Drug adherence rates problematic among young adults

If filled prescriptions are collecting dust in the pick-up bin of your pharmacy, they may not be going anywhere anytime soon. Americans are failing to adhere to their medications because doing so makes them feel “sad,” “old,” or “worried,” according to a recent survey.

“Taking medication is a daily reminder of your illness and your status as a ‘patient’ so it’s a negative experience that people instinctively want to avoid,” said Dr. Katrina Firlik , cofounder and chief medical officer of HealthPrize, a digital health company that sponsored the HealthPrize Medication Non-Adherence survey.

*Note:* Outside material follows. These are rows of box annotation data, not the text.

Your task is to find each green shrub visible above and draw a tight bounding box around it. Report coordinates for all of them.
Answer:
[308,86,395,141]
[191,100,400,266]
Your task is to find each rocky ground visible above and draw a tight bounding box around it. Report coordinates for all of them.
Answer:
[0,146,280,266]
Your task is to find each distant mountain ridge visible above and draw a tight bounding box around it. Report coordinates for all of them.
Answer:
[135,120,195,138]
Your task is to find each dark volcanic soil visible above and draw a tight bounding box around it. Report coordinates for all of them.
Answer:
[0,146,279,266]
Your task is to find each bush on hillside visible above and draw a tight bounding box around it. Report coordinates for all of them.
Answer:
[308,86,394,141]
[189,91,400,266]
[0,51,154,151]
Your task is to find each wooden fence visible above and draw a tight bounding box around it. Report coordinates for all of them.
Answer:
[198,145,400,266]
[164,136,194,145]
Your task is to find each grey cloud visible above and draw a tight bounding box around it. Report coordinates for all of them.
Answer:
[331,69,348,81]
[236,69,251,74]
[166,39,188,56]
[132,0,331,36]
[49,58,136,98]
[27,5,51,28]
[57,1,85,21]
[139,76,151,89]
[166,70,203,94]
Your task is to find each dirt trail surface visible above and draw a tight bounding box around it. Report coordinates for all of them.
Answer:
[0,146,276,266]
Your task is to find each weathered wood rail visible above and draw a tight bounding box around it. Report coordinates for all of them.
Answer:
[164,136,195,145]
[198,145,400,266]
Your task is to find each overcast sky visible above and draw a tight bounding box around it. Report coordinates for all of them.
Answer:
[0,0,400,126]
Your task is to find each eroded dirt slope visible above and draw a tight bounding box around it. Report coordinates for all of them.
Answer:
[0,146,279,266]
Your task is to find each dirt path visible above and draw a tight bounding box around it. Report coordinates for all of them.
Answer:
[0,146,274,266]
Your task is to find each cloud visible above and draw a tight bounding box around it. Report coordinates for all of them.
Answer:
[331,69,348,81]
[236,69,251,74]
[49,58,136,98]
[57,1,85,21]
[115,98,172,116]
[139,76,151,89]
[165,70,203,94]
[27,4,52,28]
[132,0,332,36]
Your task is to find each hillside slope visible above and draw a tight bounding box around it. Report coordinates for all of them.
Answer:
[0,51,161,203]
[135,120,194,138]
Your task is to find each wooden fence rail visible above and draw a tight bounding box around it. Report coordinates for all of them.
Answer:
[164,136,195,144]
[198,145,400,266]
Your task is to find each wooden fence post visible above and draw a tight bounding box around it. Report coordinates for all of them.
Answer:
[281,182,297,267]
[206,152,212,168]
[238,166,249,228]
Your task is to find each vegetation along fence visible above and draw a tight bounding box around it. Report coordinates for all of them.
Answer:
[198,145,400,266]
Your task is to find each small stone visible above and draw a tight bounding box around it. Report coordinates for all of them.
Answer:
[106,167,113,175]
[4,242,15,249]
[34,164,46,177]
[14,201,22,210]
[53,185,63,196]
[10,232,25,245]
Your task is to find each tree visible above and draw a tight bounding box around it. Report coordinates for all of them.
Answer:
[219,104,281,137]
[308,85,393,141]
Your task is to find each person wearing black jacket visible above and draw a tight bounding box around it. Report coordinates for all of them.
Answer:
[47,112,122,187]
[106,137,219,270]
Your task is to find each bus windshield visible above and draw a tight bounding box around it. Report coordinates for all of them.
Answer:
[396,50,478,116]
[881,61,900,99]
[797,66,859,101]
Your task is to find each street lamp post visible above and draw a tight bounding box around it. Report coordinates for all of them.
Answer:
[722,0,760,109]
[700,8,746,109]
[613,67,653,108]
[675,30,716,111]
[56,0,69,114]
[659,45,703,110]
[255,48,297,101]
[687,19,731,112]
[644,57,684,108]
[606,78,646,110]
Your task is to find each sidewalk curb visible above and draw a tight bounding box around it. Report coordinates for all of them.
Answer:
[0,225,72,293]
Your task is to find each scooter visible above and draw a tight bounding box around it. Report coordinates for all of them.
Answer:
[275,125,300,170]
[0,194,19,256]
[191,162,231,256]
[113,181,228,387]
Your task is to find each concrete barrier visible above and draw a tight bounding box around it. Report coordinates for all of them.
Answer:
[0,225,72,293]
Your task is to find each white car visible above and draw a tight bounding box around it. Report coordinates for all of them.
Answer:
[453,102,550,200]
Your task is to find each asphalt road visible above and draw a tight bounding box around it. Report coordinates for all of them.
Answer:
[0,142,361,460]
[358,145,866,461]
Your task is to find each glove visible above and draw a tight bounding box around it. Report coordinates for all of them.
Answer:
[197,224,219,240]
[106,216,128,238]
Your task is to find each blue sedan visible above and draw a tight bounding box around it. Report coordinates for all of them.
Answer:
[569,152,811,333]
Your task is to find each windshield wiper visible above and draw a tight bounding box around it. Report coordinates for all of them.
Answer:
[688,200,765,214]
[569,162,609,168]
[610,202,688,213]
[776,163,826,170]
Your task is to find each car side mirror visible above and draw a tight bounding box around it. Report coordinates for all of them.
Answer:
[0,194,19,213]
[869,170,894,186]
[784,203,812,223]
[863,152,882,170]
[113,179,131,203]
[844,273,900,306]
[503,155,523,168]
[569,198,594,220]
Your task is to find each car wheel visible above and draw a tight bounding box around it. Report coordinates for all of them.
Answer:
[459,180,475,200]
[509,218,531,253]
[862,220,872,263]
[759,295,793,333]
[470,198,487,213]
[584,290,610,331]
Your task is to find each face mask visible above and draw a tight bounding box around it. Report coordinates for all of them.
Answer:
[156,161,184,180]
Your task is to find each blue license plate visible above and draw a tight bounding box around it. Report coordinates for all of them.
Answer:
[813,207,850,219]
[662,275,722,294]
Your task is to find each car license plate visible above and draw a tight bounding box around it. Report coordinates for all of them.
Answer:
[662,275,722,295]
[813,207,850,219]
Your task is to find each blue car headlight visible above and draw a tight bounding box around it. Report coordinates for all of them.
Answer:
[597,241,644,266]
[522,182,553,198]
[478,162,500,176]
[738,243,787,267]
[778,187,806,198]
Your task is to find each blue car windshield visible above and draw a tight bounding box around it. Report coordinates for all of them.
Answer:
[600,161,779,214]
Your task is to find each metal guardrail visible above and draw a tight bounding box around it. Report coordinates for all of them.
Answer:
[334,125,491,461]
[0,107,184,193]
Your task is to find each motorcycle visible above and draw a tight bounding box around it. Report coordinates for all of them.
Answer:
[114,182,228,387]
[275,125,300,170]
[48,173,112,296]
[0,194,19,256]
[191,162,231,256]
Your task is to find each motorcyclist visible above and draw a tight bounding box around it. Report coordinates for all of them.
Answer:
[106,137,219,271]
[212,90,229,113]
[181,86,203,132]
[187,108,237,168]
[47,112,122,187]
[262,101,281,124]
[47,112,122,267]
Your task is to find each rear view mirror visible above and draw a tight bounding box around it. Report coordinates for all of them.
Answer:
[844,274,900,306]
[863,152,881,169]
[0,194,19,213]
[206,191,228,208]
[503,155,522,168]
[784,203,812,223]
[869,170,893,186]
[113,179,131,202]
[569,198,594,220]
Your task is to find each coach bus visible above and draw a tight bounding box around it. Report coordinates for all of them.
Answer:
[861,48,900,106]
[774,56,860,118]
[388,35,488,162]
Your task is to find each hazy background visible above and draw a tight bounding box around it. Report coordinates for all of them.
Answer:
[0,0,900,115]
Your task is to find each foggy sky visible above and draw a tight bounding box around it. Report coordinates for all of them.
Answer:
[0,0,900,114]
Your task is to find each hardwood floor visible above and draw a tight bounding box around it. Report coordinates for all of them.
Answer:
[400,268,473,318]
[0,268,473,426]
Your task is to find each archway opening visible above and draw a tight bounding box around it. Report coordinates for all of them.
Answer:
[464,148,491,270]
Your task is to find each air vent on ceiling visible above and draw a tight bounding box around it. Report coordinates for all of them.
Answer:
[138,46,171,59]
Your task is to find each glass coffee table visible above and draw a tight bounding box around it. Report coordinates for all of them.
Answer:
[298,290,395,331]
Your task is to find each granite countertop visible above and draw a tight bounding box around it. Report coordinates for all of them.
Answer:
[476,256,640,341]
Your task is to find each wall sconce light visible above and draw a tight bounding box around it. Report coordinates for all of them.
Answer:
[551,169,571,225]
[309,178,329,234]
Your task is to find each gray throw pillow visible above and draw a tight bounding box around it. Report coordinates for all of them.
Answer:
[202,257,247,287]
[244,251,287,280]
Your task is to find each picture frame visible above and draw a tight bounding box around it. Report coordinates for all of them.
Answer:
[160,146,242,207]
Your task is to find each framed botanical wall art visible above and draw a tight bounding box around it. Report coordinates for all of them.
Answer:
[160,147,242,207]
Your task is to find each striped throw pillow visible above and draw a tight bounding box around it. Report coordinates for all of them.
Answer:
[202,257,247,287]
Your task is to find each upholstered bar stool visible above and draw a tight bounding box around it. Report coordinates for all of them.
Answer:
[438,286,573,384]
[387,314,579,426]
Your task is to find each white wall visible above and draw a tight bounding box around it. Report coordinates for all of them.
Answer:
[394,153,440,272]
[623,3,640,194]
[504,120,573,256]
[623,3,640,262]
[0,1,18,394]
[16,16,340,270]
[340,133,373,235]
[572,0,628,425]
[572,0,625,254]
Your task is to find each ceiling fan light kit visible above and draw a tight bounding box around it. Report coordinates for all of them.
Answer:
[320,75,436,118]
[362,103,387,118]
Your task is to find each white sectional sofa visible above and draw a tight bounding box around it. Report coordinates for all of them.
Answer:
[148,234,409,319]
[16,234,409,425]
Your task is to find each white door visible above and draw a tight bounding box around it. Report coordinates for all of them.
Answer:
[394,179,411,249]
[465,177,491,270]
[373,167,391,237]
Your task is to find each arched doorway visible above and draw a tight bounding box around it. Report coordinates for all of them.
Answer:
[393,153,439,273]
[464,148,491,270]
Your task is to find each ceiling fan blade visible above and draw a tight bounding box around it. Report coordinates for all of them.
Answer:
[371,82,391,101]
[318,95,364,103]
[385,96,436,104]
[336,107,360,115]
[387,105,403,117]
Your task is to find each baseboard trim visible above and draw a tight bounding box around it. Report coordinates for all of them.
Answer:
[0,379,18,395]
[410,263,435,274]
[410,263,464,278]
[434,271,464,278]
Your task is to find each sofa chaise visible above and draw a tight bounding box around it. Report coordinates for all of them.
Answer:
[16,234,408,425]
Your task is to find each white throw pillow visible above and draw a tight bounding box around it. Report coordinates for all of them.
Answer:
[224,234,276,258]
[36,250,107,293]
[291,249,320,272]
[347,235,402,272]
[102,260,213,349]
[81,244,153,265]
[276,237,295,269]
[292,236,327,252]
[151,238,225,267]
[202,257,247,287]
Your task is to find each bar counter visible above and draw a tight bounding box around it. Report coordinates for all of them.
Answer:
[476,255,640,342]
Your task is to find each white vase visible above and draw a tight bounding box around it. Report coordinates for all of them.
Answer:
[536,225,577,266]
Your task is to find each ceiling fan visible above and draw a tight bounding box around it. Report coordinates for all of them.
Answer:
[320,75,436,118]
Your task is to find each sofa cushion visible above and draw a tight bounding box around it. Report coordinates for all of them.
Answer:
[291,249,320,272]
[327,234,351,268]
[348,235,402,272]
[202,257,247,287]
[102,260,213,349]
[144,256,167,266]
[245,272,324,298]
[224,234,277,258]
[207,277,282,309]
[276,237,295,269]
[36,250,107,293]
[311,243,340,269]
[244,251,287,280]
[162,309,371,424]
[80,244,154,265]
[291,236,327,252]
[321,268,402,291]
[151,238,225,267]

More than 1,000 adults who take prescription medications responded to the survey from March 8 to March 15, 2013. The findings showed that women (32%) are more likely than men (20%) to quit taking their prescription or never fill them, and 56% of 18- to 34-year-olds quit taking prescription medications or never fill them compared with just 16% of senior citizens.

Nearly half of people surveyed said they would rather take out the garbage than take their medicine, according to the survey results. In addition, 10% of people surveyed would rather get a cavity filled while 27% would rather get a shot than take their medication.

“Psychologically, people tend to prefer actions that offer short-term benefits but most chronic medications provide no short-term benefits—only short-term annoyances. So people may skip taking or stop refilling their medication altogether even if the long-term risks to their health are enormous. That’s the reality of medication non-adherence that needs to be addressed,” Firlik said.

About 125,000 American deaths per year are related to medication non-adherence, and $290 billion in “otherwise avoidable medical spending” occurs in the U.S. each year because of failed medication adherence, according to a HealthPrize press release.